Closed sandeep-krishnamurthy closed 4 years ago
I see that we are still using mshadow dot here: https://github.com/apache/incubator-mxnet/blob/master/src/operator/tensor/dot-inl.h#L119 . @DickJC123 @zheng-da changed many operators to use linalg_gemm instead of mshadow::expr::dot. Can you guys provide more insight on if there was a performance gain from this change on CPU.
Adding @piiswrong for comment.
@anirudh2290 Does mshadow::expr::dot
call GEMM as well?
yes, MKL GEMM will be much faster than other implementations.
The pre-built version is not linked with MKL library. We're working on making a static link to MKL for pre-built binary.
Yes, AFAIK mshadow::expr::dot uses gemm. dot_engine-inl.h
has standalone implementations and also supports calling other blas implementations: https://github.com/dmlc/mshadow/blob/master/mshadow/dot_engine-inl.h#L123 and https://github.com/dmlc/mshadow/blob/master/mshadow/dot_engine-inl.h#L280
Thanks. So if we build from source by USE_BLASS=MKL, it will be faster. @sandeep-krishnamurthy could you take a try? FYI, you can set MKL_VERBOSE=1 so there're detailed information of MKL GEMM in the runtime. We can do further analysis and optimizaiton for the different size of GEMM.
@pengzhao-intel @anirudh2290 - Thanks for your comments. Next step, I will try to build from source with USE_BLAS set to MKL and report back if there are performance gain.
@anirudh2290 - To summarize your comment - are you saying mx.sym.dot() does not use efficient MKL GEMM implementation?
@pengzhao-intel - If I do pip install mxnet-mkl are you saying we don't get mkl linked?

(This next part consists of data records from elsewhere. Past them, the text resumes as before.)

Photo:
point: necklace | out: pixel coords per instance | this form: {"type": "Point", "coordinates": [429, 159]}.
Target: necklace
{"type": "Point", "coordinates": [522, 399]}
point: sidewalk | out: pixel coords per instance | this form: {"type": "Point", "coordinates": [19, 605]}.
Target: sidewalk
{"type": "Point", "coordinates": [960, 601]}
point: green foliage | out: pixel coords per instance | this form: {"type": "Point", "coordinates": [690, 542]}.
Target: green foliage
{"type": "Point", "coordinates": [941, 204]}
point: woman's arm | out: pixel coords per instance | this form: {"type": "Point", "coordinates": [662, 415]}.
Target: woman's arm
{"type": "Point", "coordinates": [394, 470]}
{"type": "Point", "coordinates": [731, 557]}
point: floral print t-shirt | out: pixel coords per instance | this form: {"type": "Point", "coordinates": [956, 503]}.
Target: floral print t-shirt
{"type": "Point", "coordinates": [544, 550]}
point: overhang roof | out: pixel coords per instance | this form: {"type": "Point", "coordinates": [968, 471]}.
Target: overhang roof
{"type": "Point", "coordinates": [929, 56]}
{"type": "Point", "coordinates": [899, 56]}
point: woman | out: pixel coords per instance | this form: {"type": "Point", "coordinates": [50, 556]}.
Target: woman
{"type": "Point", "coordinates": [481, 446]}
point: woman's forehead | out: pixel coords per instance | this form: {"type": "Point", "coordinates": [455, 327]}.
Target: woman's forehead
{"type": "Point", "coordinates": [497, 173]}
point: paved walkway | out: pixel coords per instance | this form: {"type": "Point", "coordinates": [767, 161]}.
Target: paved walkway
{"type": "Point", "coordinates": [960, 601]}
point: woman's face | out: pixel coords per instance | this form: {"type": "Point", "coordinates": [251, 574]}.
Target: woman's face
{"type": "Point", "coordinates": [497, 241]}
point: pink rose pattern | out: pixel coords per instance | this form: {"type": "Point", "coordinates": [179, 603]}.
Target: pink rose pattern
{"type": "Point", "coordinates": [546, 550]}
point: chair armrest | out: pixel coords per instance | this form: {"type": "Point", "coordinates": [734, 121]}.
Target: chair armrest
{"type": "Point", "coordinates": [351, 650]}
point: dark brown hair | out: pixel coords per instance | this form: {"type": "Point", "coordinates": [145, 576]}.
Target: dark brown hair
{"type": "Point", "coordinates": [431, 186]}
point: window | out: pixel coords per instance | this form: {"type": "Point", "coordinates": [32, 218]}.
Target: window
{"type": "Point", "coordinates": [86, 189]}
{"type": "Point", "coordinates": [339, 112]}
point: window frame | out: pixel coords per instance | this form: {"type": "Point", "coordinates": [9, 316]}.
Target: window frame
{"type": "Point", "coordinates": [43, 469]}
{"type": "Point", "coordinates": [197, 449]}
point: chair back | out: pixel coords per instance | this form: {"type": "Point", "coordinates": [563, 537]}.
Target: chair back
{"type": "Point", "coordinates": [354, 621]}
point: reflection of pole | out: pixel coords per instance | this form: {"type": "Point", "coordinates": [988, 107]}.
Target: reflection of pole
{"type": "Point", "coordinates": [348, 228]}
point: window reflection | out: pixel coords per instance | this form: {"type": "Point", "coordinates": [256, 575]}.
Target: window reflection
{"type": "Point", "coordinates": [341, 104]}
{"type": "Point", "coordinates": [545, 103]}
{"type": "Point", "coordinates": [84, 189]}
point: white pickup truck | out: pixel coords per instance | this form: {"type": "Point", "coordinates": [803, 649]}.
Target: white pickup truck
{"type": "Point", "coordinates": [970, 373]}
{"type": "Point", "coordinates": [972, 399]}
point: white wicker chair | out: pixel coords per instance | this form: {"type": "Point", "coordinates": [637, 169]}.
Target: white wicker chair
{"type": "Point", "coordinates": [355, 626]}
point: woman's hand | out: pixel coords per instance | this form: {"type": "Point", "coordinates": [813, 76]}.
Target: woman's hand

If I use mxnet-mkl on a AWS C5 instance with MKL-DNN, will it use MKL?
I‘m afraid mxnet-mkl package is built with USE_BLAS=openblas. You can build from source with USE_BLAS=mkl if you have mkl library installed. Also, do you know how much of this computation time is consumed by lstm layer or other non-rnn fully connected layers? We are trying to build fused lstm operator for mxnet on cpu. Hope that will help you a lot.
We're updating the labels to better indicate MXNet Backend issues. @sandeep-krishnamurthy can you please update the label from "C++" to "Backend"? Thanks!
@pengzhao-intel is this something you guys can help with?
@lupesko Sure
Regarding dot, it's a kind of library operation, GEMM. There're no much can be optimized from the framework level. Just change to Intel MKL will achieve better performance.
We are using mx.sym.dot() operator in Keras heavily. We observe CPU performance is suspiciously slower. On profiling a RNN LSTM example, the observation is as shown below.
dot() operator is contributing to 90% of computation time. Is there any performance implication of mx.sym.dot() operator on CPU?
We are using mxnet-mkl-dnn build, is the operator using gemm operations under the hood?
@anirudh2290 @zheng-da - Any suggestions / comments?